Wednesday, September 16, 2015 - 3:00pm to 5:30pm
Screen/Society--AMI Showcase--Cuban Cinema Series--"Soy Cuba"

Film Screening:

 

Soy Cuba
(Mikhail Kalatozov, 1964, 141 min, Cuba/Russia, in English and Spanish w/ English Subtitles, B/W, 35mm)

-- Introduced by Prof. Gustavo Furtado (Romance Studies)

Soy Cuba is a cinematic revelation, hidden away in the Soviet archives for three decades, that tells the tale of revolution that never occurred. Moving from city to country and back again, the film examines the various problems caused by political oppression as well as by great discrepancies in wealth and power. In four short stories of the revolution, mixing Slavic solemnity with Latin sensuality, Mikhail Kalatov astonishing camera work takes the audience on a rapturous roller-coaster ride of bathing beauties, landless peasants, fascist police, and student revolutionaries.

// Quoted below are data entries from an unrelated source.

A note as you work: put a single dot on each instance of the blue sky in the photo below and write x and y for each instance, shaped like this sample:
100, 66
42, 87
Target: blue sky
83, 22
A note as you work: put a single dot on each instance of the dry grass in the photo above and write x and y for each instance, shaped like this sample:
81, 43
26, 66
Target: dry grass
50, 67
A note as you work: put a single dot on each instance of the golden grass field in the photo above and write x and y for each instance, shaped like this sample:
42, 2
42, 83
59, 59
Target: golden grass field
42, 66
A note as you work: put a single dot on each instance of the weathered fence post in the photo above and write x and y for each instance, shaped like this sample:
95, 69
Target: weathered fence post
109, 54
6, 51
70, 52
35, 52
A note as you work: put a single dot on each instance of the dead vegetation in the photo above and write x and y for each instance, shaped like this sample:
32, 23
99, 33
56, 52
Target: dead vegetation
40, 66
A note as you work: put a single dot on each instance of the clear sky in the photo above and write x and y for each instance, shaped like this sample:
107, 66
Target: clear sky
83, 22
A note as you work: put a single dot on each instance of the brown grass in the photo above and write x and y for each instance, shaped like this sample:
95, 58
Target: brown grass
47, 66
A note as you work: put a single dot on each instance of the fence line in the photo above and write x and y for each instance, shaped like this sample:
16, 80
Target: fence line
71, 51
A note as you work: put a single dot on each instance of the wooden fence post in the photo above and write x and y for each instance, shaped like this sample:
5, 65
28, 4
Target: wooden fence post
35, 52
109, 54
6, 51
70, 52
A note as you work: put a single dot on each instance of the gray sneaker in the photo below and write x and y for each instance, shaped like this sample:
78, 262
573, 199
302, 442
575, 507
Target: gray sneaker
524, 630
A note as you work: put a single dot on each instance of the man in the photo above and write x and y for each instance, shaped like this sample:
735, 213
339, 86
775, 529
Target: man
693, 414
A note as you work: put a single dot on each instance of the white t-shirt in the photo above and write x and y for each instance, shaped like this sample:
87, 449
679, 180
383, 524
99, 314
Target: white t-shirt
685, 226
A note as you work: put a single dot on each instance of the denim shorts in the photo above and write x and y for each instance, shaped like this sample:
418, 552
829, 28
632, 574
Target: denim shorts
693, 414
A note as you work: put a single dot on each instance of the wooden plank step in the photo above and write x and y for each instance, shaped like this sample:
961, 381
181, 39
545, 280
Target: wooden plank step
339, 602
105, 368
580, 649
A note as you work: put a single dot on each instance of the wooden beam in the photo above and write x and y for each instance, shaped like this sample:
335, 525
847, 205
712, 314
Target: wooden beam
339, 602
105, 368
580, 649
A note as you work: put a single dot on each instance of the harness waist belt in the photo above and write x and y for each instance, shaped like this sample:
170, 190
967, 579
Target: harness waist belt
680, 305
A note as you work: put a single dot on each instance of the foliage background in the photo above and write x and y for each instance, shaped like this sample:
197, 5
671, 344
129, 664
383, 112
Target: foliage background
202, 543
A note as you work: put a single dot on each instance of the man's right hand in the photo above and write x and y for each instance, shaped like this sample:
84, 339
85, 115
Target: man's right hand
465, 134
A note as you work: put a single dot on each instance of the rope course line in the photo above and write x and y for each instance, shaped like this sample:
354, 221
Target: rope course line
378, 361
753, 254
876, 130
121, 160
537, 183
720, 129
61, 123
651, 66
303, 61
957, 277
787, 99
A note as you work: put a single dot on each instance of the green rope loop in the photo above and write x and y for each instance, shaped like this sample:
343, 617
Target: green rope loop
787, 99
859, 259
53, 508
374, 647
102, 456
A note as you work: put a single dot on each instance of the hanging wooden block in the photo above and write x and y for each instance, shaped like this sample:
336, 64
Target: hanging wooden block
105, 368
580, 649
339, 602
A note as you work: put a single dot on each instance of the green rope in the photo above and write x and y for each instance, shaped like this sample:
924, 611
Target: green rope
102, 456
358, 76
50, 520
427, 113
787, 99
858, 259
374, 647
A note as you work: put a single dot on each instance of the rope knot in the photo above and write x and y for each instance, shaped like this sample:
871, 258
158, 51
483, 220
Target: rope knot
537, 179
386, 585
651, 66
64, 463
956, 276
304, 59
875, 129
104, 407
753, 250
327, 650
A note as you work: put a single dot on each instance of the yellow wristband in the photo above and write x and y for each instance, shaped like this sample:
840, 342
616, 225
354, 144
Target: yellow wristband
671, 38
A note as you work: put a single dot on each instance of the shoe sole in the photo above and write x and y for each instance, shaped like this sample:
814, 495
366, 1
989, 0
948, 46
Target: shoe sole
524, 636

"Some of the most exhilarating camera movements and most luscious black-and-white cinematography you'll ever see inhabit this singular, delirious 141-minute communist propaganda epic." -- Chicago Reader

 

Cost: Free and open to the public

Sponsors: The Program in the Arts of the Moving Image (AMI) and the Center for Latin American and Caribbean Studies (CLACS).